New evidence provides an intriguing solution to the mystery of how Antarctic species could have clung on through ice ages.

Warmth in the cold

Locations of volcanoes in Antarctica known to have been active since the peak of the last ice age (the Last Glacial Maximum)

There are many volcanoes in Antarctica and some have large magma chambers that can provide heat to the surface for hundreds of thousands of years. When we examined species richness patterns across the whole continent, we found there are more species close to these volcanoes, and fewer further away. The study details are released this week in Proceedings of the National Academy of Sciences of the United States of America (PNAS).

These patterns indicate that the volcanoes have sheltered diverse life over long periods, including during ice ages. It makes sense. Like a hot water bottle on a cold night, the volcanoes would have provided warmth, and helped to ward off the encroaching ice, as the planet entered a period of deep freeze.

As well as melting areas of ice on the surface, steam from volcanoes can cause the formation of extensive cave systems beneath the glaciers, tens of degrees warmer than outside.

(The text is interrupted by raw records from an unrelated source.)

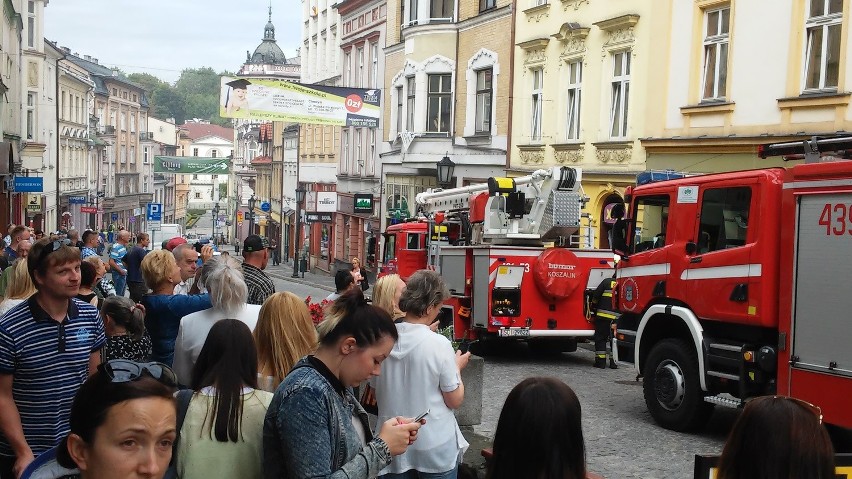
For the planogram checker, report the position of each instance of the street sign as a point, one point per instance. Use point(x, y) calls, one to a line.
point(315, 217)
point(29, 184)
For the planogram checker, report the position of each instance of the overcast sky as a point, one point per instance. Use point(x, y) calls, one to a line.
point(162, 37)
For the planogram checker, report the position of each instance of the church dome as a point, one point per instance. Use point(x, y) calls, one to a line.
point(268, 52)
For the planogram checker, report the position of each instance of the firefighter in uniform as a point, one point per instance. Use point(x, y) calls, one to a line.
point(605, 315)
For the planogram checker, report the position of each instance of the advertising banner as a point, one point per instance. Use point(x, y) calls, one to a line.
point(281, 100)
point(326, 201)
point(190, 164)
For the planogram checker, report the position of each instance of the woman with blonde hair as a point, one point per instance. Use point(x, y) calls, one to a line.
point(284, 334)
point(20, 287)
point(386, 295)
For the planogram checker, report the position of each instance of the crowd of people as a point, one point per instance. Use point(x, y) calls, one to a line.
point(205, 371)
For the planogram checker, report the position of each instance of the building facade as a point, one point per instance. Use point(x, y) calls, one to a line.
point(721, 103)
point(77, 180)
point(120, 111)
point(587, 80)
point(260, 165)
point(358, 226)
point(161, 139)
point(39, 137)
point(447, 89)
point(319, 146)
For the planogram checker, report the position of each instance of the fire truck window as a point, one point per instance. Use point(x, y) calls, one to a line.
point(413, 241)
point(650, 218)
point(724, 218)
point(390, 248)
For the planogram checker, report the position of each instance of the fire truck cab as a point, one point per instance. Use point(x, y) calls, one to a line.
point(509, 253)
point(732, 285)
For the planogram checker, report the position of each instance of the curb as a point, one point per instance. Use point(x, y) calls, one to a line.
point(300, 280)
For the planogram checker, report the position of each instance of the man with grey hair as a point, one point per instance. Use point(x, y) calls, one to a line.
point(187, 260)
point(116, 262)
point(223, 278)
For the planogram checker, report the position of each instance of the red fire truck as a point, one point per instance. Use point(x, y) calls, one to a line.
point(508, 251)
point(734, 285)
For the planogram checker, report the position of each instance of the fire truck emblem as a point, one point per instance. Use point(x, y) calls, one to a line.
point(629, 294)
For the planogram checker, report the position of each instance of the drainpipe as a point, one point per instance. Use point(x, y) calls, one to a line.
point(511, 86)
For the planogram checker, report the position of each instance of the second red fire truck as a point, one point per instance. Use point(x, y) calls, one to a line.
point(509, 252)
point(736, 285)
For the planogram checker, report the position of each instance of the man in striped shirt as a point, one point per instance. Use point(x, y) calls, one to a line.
point(49, 345)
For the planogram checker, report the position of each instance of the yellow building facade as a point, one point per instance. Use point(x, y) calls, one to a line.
point(742, 74)
point(587, 76)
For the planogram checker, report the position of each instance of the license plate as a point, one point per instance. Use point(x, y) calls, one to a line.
point(514, 332)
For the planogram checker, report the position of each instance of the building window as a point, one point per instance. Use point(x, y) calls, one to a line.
point(438, 99)
point(399, 109)
point(31, 24)
point(822, 51)
point(575, 94)
point(374, 57)
point(347, 68)
point(344, 147)
point(358, 138)
point(484, 95)
point(537, 100)
point(716, 31)
point(409, 105)
point(442, 10)
point(30, 115)
point(620, 94)
point(360, 73)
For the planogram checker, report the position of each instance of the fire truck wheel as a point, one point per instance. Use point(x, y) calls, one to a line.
point(672, 388)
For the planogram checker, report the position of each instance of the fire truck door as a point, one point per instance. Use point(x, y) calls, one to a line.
point(821, 297)
point(644, 275)
point(719, 274)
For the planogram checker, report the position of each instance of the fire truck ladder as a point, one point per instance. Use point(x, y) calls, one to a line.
point(811, 150)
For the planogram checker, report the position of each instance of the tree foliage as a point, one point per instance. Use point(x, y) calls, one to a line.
point(194, 95)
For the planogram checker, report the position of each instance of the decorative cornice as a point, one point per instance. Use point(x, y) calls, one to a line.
point(618, 23)
point(531, 154)
point(538, 12)
point(575, 4)
point(613, 152)
point(568, 152)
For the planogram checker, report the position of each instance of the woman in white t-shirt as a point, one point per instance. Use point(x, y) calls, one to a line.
point(223, 278)
point(422, 374)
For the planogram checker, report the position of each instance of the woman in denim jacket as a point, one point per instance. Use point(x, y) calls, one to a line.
point(315, 427)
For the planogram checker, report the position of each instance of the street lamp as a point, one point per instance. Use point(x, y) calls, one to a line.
point(300, 197)
point(252, 202)
point(445, 171)
point(215, 219)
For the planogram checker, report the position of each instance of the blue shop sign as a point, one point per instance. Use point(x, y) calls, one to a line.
point(29, 184)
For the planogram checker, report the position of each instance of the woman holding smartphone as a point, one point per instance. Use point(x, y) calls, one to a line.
point(423, 373)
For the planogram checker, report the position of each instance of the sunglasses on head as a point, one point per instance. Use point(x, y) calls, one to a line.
point(815, 410)
point(51, 247)
point(124, 371)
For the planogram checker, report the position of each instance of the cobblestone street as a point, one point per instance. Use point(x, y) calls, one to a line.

These geothermally warmed environments could have supported biodiversity through the most intense glacial periods. Then, as the world warmed and more ice-free areas became available, chance events would have allowed some species to disperse away, stepping-stone style, to new habitats.

A new spread of life

A bird could land on a volcano, then fly to a nearby ice-free area, taking with it a few mites and moss spores on its feet. Strong winds could blow spores and eggs around.

Over time, the new patches would be colonised by subsets of the original community – but the further away from the source, the fewer the species that would be likely to establish, leading to the diversity gradient we see today, with decreasing species richness away from volcanoes.

These findings have important implications for the conservation of Antarctica’s unique life. Many Antarctic species are found nowhere else in the world. For instance, nearly 60% of Antarctic invertebrates (including mites, springtails and worms) are endemic.

Tourism and other activities, if badly managed, can pose threats to Antarctica’s biodiversity. Flickr/ianduffy, CC BY-NC

As humans continue to have an impact on the continent’s environment, directly (such as through tourism) or indirectly (through human-accelerated climate change and pollution), and as people turn their eyes more frequently towards Antarctica for resources, we need to make urgent conservation priorities to safeguard Antarctic biodiversity.

Geothermal regions appear to be diversity “hotspots”, and making sure they are not too heavily impacted by human activities could therefore help to protect a wide range of Antarctic species.

Broader relevance

Although this research focused on Antarctica, the concept of geothermal ice-age safe-havens could also help to explain the persistence of life in glaciated regions elsewhere.

Genetic evidence from a range of species suggests that, even in the regions covered by polar ice caps in the Northern Hemisphere during the last ice age, some plants and animals survived. Could some of these have capitalised on geothermal heat from volcanoes (or from radiogenic decay of bedrock) to weather the long freeze?

Volcanic steam rises out of a fumarole, surrounded by lush mosses and other lifeforms, on the Antarctic South Sandwich Islands. Peter Convey.

Could geothermal areas also help to explain the persistence of simple life through periods when the Earth is thought to have been completely covered in ice – the Snowball Earth periods, hundreds of millions of years ago?

As with all scientific research, the findings have raised interesting new questions that future studies can tackle. For example, genetic work is already underway to see whether these diversity patterns are the same within species as they are between species.

Most people think of volcanoes as destructive and frightening, but this research shows that for many species in icy regions, volcanoes might represent something much more positive – a chance for survival in an extreme and harsh climate.